Multinationale luxembourgeoise et droits humains : Socfin face à ses responsabilités | Land Portal

Date: 9 avril 2018

Source: Farmlandgrab, Le Quotidien

Par: Fabien Grasser

La multinationale luxembourgeoise Socfin poursuit en justice de nombreux médias et ONG rendant compte des conflits l’opposant aux salariés et riverains de ses plantations en Afrique et en Asie. Face aux critiques, elle s’engage à mettre en œuvre une politique de «responsabilité sociale». Mais des doutes subsistent sur sa mise en application concrète.

En 2013, des paysans africains et asiatiques se réunissaient en «Alliance internationale des riverains des plantations Socfin Bolloré» pour dénoncer l’«accaparement» de leurs terres par la multinationale luxembourgeoise, dont ils décrivaient une «expansion» continue des plantations de palmiers à huile et d’hévéas, l’arbre d’où est tiré le caoutchouc naturel.

Mais Socfin apprécie peu ce type de publicité, récusant avec force le terme d’«accaparement» des terres dans les 10 pays où elle exploite des plantations, huit en Afrique et deux en Asie. Pour avoir relayé le mécontentement des riverains des plantations, des médias, des ONG et de simples blogueurs ont été ou sont toujours poursuivis en justice par Socfin et sa filiale camerounaise, Socapalm, mise en cause dans cette affaire.

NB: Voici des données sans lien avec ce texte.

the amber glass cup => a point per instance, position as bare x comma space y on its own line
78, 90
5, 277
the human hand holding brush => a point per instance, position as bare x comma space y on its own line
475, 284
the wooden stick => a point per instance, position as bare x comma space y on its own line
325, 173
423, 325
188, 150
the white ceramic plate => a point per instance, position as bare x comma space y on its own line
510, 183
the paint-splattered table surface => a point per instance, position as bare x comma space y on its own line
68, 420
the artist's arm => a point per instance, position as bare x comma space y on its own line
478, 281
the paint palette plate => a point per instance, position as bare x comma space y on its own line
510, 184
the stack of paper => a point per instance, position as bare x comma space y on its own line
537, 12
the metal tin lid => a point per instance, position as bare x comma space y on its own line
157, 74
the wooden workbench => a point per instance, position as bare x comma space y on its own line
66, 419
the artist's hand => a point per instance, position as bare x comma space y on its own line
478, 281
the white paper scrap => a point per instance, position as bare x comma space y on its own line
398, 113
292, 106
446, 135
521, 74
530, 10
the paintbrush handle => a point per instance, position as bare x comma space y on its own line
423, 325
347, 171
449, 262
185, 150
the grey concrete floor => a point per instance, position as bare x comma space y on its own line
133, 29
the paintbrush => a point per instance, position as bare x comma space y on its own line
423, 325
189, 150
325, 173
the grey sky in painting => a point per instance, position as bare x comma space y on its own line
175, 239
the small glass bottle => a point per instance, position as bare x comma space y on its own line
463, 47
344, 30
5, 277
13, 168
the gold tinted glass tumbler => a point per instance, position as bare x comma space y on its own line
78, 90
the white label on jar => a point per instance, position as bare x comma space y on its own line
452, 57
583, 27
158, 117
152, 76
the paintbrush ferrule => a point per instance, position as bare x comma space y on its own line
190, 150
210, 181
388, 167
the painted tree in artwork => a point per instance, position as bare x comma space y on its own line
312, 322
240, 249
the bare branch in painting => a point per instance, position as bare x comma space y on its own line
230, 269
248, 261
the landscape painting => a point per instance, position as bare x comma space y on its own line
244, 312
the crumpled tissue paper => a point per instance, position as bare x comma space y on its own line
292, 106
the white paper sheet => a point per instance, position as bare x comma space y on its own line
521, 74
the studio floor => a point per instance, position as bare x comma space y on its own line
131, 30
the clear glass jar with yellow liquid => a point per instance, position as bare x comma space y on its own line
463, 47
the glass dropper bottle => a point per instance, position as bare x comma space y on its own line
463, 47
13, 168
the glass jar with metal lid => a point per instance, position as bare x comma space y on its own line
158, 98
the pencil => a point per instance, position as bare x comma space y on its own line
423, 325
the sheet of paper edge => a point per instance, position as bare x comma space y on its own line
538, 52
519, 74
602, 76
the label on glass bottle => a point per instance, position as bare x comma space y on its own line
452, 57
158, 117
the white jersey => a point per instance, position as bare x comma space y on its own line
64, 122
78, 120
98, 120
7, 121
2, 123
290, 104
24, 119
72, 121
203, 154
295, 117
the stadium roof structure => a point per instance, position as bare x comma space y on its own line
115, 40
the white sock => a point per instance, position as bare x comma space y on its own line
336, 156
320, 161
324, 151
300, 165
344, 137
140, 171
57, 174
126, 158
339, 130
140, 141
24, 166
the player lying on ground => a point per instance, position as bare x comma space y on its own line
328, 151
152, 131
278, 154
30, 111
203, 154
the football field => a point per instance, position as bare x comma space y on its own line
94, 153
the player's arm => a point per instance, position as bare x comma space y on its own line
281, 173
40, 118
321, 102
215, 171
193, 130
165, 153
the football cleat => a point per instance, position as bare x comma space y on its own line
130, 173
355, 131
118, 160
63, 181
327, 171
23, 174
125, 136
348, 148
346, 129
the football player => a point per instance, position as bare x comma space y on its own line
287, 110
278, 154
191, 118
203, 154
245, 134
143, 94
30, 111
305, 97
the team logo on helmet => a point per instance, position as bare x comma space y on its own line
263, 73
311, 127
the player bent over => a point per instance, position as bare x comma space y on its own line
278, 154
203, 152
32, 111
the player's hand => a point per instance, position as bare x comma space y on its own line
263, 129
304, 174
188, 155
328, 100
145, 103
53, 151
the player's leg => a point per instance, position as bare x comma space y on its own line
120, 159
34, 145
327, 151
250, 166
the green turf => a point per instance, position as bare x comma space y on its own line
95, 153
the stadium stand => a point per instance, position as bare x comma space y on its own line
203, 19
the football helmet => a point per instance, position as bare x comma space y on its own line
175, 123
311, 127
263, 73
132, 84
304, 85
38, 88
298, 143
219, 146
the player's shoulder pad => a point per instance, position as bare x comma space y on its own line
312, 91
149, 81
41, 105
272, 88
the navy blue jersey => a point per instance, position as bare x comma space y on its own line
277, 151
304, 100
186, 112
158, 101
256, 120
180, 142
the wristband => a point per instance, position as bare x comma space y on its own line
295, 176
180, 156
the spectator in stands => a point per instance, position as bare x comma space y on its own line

Dernier épisode judiciaire en date, le tribunal correctionnel de Paris a relaxé jeudi 25 mars Mediapart, L’Obs, Le Point et deux ONG, ReAct et Sherpa, qui avaient fait état en 2015 des revendications paysannes. Dans leur jugement, les magistrats estiment que même si les propos litigieux étaient diffamatoires, les prévenus peuvent être relaxés au titre de la bonne foi, compte tenu notamment «de l’existence démontrée de revendications portées par certains riverains des plantations».

Deux actionnaires réputés proches

«Pour nous, il s’agit d’une décision logique, nous sommes soulagés mais pas surpris», déclare au Quotidien Dan Israel, journaliste à Mediapart et auteur de l’un des articles incriminés. «Nous regrettons cependant de ne pas avoir été suivis sur la qualification de recours abusif que nous avions demandée», ajoute-t-il, dénonçant la multiplication des procès intentés par Socfin et le groupe Bolloré contre des journalistes ou membres de la société civile. Médias et ONG qualifient ces procédures de «poursuites-bâillons», destinées à réduire les critiques au silence.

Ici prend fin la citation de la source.